No home in Derry unaffected by poor mental health - Delargy MLA

Poor mental health has ‘skyrocketed’ in Derry over recent times, the MLA voted in as chair of Stormont’s All-Party Group on Mental Health has warned.

Sinn Féin MLA Pádraig Delargy was speaking to the ‘Journal’ as he set out the priorities he wants to see the cross-party group drive forward such as tackling long waits to access mental health services.

In an interview with the ‘Journal’ today Mr. Delargy, a teacher by profession, also pledges to work to ensure mental health becomes embedded in school curriculums. He is calling for properly resourced, localised measures to deal effectively with high rates of suicide and addiction in Derry and other badly affected areas, measures informed by needs identified by groups working on the ground.
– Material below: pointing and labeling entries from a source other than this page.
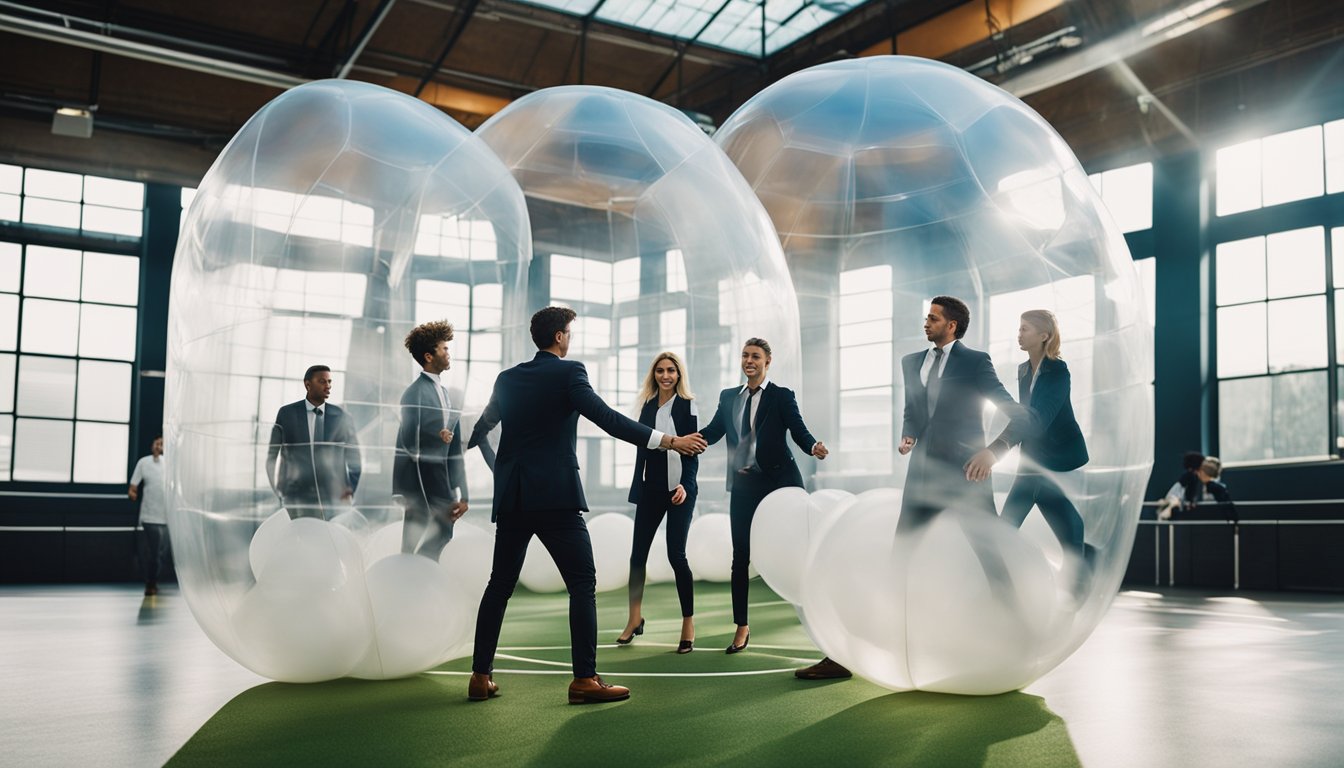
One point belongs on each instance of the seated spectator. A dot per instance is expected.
(1206, 487)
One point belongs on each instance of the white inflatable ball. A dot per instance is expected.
(312, 556)
(468, 560)
(930, 611)
(307, 619)
(418, 615)
(613, 535)
(708, 548)
(780, 541)
(539, 572)
(264, 540)
(383, 542)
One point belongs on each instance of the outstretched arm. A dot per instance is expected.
(797, 429)
(488, 420)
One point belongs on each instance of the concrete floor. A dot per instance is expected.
(98, 675)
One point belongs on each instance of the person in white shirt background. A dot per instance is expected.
(153, 514)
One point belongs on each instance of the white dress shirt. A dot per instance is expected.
(930, 358)
(153, 505)
(663, 423)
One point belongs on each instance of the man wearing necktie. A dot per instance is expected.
(944, 427)
(429, 471)
(756, 418)
(313, 462)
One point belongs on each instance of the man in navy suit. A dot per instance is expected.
(317, 452)
(756, 417)
(538, 492)
(429, 471)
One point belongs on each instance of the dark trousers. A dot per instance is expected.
(565, 535)
(747, 491)
(153, 552)
(933, 486)
(1034, 488)
(417, 521)
(657, 502)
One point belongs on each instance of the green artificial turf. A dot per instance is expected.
(769, 718)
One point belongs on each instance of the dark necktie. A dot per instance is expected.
(742, 456)
(934, 379)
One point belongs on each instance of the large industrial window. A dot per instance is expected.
(866, 370)
(1128, 194)
(1273, 346)
(1281, 168)
(67, 326)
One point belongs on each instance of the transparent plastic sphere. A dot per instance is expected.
(910, 179)
(647, 229)
(340, 217)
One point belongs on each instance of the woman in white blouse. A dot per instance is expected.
(664, 484)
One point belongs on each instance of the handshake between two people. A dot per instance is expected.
(694, 444)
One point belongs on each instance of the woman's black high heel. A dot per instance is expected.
(733, 648)
(631, 639)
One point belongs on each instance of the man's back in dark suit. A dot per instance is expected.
(538, 492)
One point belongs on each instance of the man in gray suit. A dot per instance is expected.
(312, 460)
(429, 471)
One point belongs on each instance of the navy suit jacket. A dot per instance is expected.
(686, 423)
(539, 404)
(311, 472)
(956, 429)
(426, 468)
(777, 417)
(1051, 436)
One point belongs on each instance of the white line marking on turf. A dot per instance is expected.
(743, 673)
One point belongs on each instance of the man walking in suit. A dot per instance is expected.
(944, 421)
(756, 417)
(944, 427)
(429, 471)
(538, 492)
(317, 451)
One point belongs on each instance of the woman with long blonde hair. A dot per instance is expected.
(664, 486)
(1054, 445)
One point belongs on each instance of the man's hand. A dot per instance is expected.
(456, 510)
(980, 466)
(688, 444)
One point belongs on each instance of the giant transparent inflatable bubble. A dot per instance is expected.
(651, 234)
(911, 179)
(340, 217)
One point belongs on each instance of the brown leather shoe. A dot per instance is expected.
(481, 687)
(823, 670)
(593, 690)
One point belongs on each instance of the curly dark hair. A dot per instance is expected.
(758, 342)
(956, 311)
(424, 339)
(550, 322)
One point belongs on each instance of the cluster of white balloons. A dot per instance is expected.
(336, 599)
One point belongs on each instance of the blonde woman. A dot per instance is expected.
(1054, 444)
(664, 484)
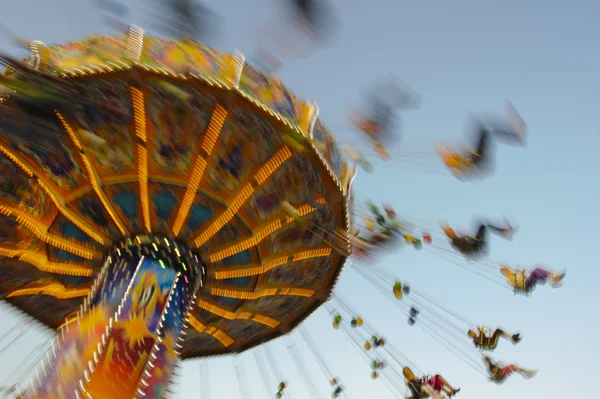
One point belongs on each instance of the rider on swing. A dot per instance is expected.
(485, 341)
(499, 372)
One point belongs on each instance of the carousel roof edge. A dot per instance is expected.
(11, 307)
(278, 333)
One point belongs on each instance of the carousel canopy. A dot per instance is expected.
(111, 137)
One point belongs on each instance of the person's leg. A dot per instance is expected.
(538, 275)
(505, 133)
(444, 385)
(525, 373)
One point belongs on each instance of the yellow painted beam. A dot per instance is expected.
(139, 116)
(254, 270)
(226, 314)
(219, 335)
(42, 263)
(243, 194)
(41, 232)
(54, 197)
(252, 295)
(210, 138)
(56, 290)
(261, 234)
(92, 174)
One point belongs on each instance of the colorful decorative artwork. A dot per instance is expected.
(278, 307)
(309, 273)
(104, 123)
(272, 93)
(18, 190)
(134, 334)
(165, 355)
(243, 330)
(95, 50)
(65, 228)
(242, 150)
(325, 143)
(57, 161)
(179, 118)
(91, 210)
(199, 341)
(192, 57)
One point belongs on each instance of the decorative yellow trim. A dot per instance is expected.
(255, 270)
(263, 233)
(252, 295)
(226, 314)
(139, 113)
(92, 174)
(210, 138)
(243, 194)
(219, 335)
(41, 232)
(56, 290)
(55, 198)
(42, 263)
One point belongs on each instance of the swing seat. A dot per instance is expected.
(398, 294)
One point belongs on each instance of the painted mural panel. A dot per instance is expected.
(104, 123)
(272, 93)
(241, 150)
(309, 273)
(18, 190)
(179, 117)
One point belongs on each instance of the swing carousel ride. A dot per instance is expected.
(162, 201)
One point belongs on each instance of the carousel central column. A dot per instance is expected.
(123, 343)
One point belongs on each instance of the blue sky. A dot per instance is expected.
(462, 56)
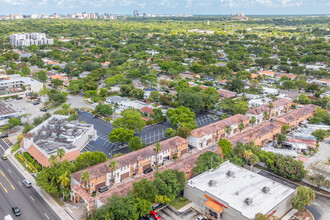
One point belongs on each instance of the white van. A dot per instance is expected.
(8, 217)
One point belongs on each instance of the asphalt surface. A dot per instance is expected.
(14, 193)
(150, 134)
(320, 207)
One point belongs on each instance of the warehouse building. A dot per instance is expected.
(231, 192)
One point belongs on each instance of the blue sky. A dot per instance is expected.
(126, 7)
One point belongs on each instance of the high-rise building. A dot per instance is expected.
(28, 39)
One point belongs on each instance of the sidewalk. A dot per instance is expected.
(50, 201)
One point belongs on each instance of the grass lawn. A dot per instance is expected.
(15, 147)
(179, 202)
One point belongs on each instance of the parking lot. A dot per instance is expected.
(203, 119)
(150, 134)
(169, 213)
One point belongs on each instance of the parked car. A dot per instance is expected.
(149, 217)
(16, 210)
(155, 215)
(3, 135)
(148, 170)
(103, 189)
(27, 183)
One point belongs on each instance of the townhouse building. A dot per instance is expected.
(130, 164)
(210, 135)
(280, 107)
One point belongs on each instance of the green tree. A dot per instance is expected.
(135, 144)
(42, 75)
(170, 132)
(144, 189)
(305, 196)
(157, 148)
(57, 82)
(226, 147)
(131, 119)
(182, 117)
(103, 109)
(206, 161)
(113, 166)
(85, 178)
(121, 135)
(60, 153)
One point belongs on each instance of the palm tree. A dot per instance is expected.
(266, 115)
(113, 165)
(253, 120)
(270, 105)
(228, 130)
(53, 160)
(64, 180)
(157, 149)
(60, 153)
(241, 126)
(85, 177)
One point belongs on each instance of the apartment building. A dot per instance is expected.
(280, 107)
(294, 117)
(28, 39)
(17, 85)
(210, 135)
(130, 164)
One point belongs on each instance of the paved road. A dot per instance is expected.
(320, 207)
(14, 193)
(149, 134)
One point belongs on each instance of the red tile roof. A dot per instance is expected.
(38, 156)
(219, 125)
(129, 158)
(255, 133)
(147, 110)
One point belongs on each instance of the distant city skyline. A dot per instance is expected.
(195, 7)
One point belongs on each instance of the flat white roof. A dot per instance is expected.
(244, 184)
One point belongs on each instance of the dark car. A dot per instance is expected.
(149, 217)
(148, 170)
(16, 211)
(155, 215)
(3, 135)
(103, 189)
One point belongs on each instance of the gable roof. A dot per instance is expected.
(38, 156)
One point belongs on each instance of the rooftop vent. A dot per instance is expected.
(212, 182)
(248, 201)
(230, 173)
(265, 189)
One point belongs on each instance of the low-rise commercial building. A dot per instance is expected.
(54, 133)
(17, 85)
(131, 164)
(232, 192)
(280, 107)
(210, 135)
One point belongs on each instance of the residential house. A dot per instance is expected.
(210, 135)
(280, 107)
(130, 164)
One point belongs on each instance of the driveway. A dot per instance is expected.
(169, 213)
(320, 206)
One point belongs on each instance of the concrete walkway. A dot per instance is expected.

Figures recently secured by Mr. Delargy show hundreds of local children are waiting over a year for a psychological assessment in the Western Trust, with the longest wait time over three years. Mr. Delargy said access to mental health services was an issue repeatedly raised with him. It is vital, he said, efforts are directed to ‘ensuring that when people need care and attention straight away that they get it’.

iInn Féin Foyle MLA Pádraig Delargy.

“The rates of poor mental health are really skyrocketing in Derry, after COVID particularly,” he said. “To me it is not good enough that somebody comes in crisis and is waiting two months, three months, four months, a year or more. That is not dealing with the crisis, it is prolonging it, prolonging the difficulty that person is in, and it is leaving them in a situation that by the time it comes to be addressed they are in a much worse place. I have been hearing as well that people are being timed out - put forward to CAMHS (Child and Adolescent Mental Health Services) at 16 but by time the appointment is due they might be 18 and they might be told ‘you are not a child any more’ and it puts you back to square one.”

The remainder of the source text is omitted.